O trânsito travou, as chuvas de Março estão em Fevereiro, a agenda aperta, alguns já se angustiam, outros já de olho nos feriados do ano kkkk enfim voltar para a realidade não é fácil para todas as pessoas.
O retorno a situações de estresse logo é sentido pelo organismo, imediatamente reage em cascata: Cérebro, Suprarrenais, Coração, Respiração, Glândulas do Aparelho Digestório, Pele e Sentidos, este é o percurso da Ansiedade, Raiva, Medo e Tristeza.
Mas a vida é tão boa e agradável, então porque para alguns voltar é tão difícil? O trabalho é para o lado adulto(Superego), a escola para o jovem(Ego) e a brincadeira e prazeres para a criança(Id). Então viajar, balada, namoro, estudar, ficar “livre” é mais para quem está precisando desenvolver ou lidar com os aspectos mais reais da vida.
A Depressão vem nesse hiato, nas dificuldades estruturais. Virar Tatu bolinha ou como já escutei: “minha vontade nem é de ficar na cama e sim debaixo dela” !? Evidenciam desarmonias que vão desde dificuldades de enfrentamento e amadurecimento até as psicopatologias mais complexas: Transtornos Psicóticos.
O neurótico ama a realidade, psicótico foge dela e o perverso nega a realidade.
Por décadas a compreensão da Depressão concentra-se na culpa, na raiva contida, na autoestima baixa, na desesperança, na incapacidade de ver um futuro e na visão através de lentes escuras que tipificam a concepção depressiva do mundo.

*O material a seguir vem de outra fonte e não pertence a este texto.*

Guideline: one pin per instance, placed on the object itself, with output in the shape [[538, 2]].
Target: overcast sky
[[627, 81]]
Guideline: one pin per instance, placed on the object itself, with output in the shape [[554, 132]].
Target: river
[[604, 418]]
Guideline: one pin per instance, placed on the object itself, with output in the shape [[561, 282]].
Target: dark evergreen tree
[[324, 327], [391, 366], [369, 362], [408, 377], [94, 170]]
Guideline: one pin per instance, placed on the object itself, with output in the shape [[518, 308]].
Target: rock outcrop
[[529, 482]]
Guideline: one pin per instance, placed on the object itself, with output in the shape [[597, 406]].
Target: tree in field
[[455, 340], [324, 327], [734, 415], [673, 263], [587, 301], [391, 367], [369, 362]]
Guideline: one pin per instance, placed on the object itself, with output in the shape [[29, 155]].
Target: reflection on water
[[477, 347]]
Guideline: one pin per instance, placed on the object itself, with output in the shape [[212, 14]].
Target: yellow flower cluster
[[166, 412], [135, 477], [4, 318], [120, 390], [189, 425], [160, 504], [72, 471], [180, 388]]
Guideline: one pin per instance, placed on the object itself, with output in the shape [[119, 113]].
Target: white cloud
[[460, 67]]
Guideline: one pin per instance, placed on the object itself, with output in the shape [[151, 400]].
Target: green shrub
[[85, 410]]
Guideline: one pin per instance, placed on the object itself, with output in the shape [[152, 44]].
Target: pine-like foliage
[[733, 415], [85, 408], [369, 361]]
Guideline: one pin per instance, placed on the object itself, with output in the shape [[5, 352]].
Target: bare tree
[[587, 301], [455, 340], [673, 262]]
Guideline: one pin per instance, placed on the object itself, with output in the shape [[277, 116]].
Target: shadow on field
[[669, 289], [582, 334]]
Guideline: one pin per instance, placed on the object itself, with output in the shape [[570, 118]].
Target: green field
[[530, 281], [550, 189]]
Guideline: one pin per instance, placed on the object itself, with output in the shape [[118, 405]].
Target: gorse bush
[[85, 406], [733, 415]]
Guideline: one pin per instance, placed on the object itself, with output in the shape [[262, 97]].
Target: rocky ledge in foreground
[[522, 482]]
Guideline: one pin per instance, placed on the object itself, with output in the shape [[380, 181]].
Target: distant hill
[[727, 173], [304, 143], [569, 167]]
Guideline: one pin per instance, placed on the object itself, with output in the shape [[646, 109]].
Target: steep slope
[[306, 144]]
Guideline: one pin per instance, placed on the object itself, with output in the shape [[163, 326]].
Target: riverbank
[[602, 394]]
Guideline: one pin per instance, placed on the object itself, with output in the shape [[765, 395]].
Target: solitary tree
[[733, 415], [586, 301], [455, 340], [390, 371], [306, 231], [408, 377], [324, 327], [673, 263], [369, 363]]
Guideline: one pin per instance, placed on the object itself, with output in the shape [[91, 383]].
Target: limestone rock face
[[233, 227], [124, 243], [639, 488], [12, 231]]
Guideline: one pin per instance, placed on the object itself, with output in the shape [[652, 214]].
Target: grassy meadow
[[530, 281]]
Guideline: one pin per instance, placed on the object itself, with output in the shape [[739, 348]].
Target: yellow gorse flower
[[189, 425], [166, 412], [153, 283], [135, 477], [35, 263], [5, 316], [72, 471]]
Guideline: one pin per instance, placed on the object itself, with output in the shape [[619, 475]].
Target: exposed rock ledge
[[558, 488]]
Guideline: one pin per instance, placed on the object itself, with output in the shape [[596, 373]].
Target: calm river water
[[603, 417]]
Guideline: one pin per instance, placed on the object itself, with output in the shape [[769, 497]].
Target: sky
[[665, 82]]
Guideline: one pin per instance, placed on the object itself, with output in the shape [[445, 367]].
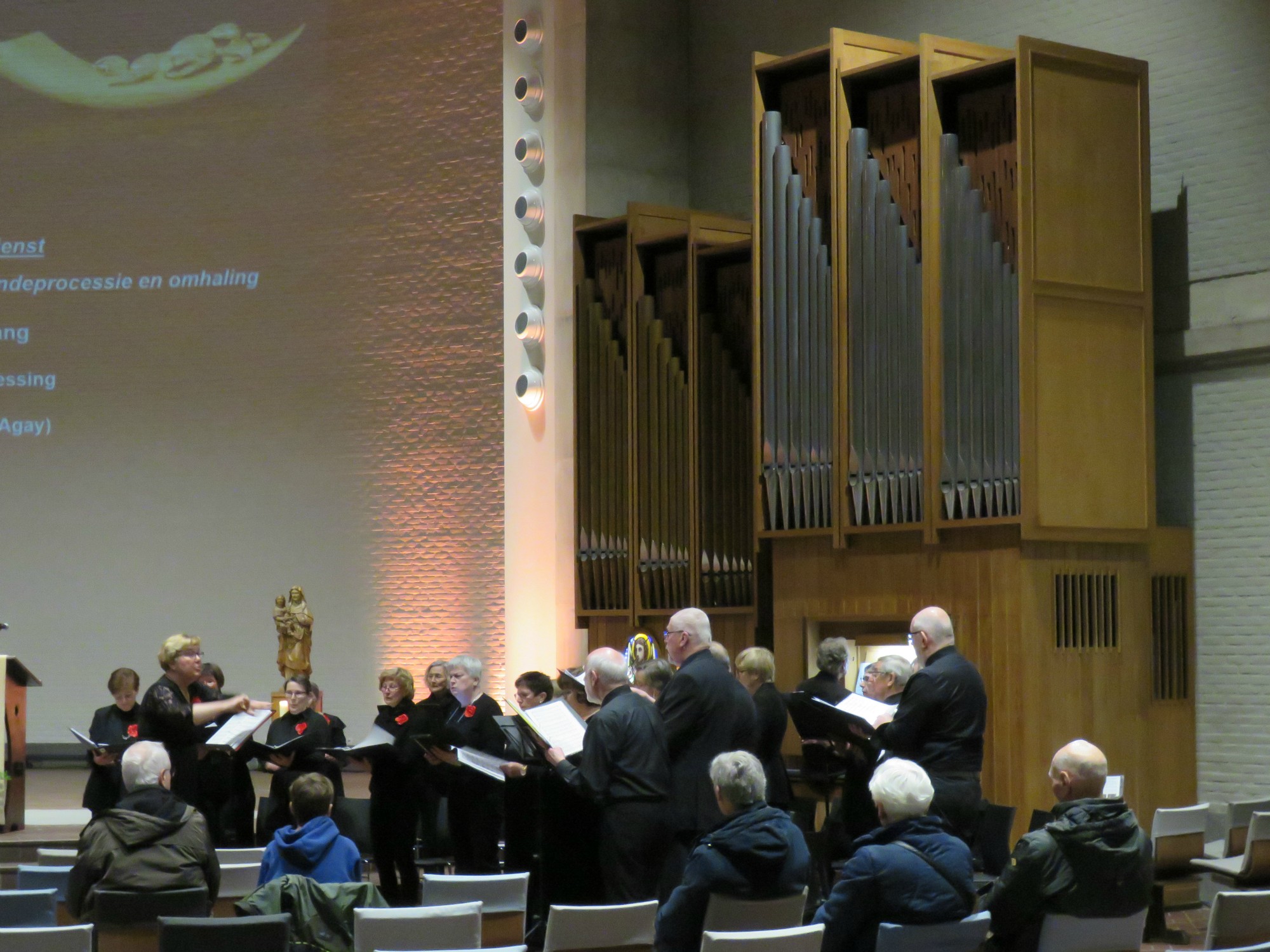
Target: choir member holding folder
[[114, 725], [176, 708]]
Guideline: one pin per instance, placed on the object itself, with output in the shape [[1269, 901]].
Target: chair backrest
[[27, 908], [504, 903], [44, 878], [1178, 837], [239, 855], [601, 927], [1239, 920], [733, 915], [57, 857], [1066, 934], [962, 936], [125, 908], [803, 939], [67, 939], [417, 929], [252, 934], [239, 880]]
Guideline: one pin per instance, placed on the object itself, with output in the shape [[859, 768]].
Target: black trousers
[[394, 828], [634, 842]]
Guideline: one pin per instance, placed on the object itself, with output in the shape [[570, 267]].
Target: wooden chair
[[594, 929], [504, 903]]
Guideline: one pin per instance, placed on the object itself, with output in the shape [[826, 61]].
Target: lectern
[[17, 680]]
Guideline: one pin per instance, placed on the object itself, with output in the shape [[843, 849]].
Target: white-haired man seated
[[758, 854], [910, 871], [150, 842]]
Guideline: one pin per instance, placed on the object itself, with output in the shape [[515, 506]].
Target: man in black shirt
[[627, 770], [940, 722]]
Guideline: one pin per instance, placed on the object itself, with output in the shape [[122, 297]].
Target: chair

A abordagem social, bioquímica, cognitiva(distorções)…todas são válidas e acredito nelas, integro apenas, e acrescento a psicanalítica, já que o psiquismo é ignorado pela sociedade contemporaneidade.

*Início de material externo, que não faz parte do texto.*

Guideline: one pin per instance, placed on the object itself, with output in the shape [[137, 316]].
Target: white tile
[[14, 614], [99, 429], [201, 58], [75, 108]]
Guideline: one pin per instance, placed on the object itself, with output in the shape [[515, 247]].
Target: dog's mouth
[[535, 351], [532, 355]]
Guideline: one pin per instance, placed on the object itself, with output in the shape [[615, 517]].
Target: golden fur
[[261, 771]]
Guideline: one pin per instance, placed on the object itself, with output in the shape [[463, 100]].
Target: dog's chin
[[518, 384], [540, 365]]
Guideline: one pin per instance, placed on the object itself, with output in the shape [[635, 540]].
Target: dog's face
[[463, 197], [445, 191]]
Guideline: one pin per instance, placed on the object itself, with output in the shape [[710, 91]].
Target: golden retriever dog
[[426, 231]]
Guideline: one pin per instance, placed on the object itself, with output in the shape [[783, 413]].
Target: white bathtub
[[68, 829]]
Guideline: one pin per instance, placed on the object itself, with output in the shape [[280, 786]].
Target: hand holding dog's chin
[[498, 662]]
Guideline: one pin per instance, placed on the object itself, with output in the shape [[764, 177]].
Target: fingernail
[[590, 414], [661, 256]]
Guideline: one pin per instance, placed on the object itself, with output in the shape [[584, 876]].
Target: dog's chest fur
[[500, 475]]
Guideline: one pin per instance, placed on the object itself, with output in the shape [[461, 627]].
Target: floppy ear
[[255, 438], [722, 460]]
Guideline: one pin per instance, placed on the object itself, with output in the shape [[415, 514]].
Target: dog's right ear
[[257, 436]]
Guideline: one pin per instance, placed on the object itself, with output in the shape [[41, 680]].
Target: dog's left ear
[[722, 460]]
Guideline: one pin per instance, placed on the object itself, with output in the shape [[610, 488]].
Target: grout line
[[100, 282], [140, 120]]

Há uma fragilidade e em alguns casos desestruturação da vida psíquica, a depressão é como um recurso, uma defesa generalizada para regular a vida psíquica.
Nessa perspectiva a depressão é proveniente da consciência de ser separado da mãe ou da percepção progressiva da perda desta, ocorrida na esteira do nascimento do sujeito psíquico, do EU e o consequente reinvestimento de si, A disponibilidades da mãe(objeto) nesses primeiros momentos da vida da criança, bem como o desenvolvimento do trabalho do luto.
Aprofundando mais na psicanálise, a função materna no primeiro tempo do Édipo na neurose condiz com efetivação da célula narcísica entre a mãe e a criança, no momento em que ambos os personagens da estrutura edipiana estabelecem, entre si, uma espécie de amálgama ou um vínculo simbiótico.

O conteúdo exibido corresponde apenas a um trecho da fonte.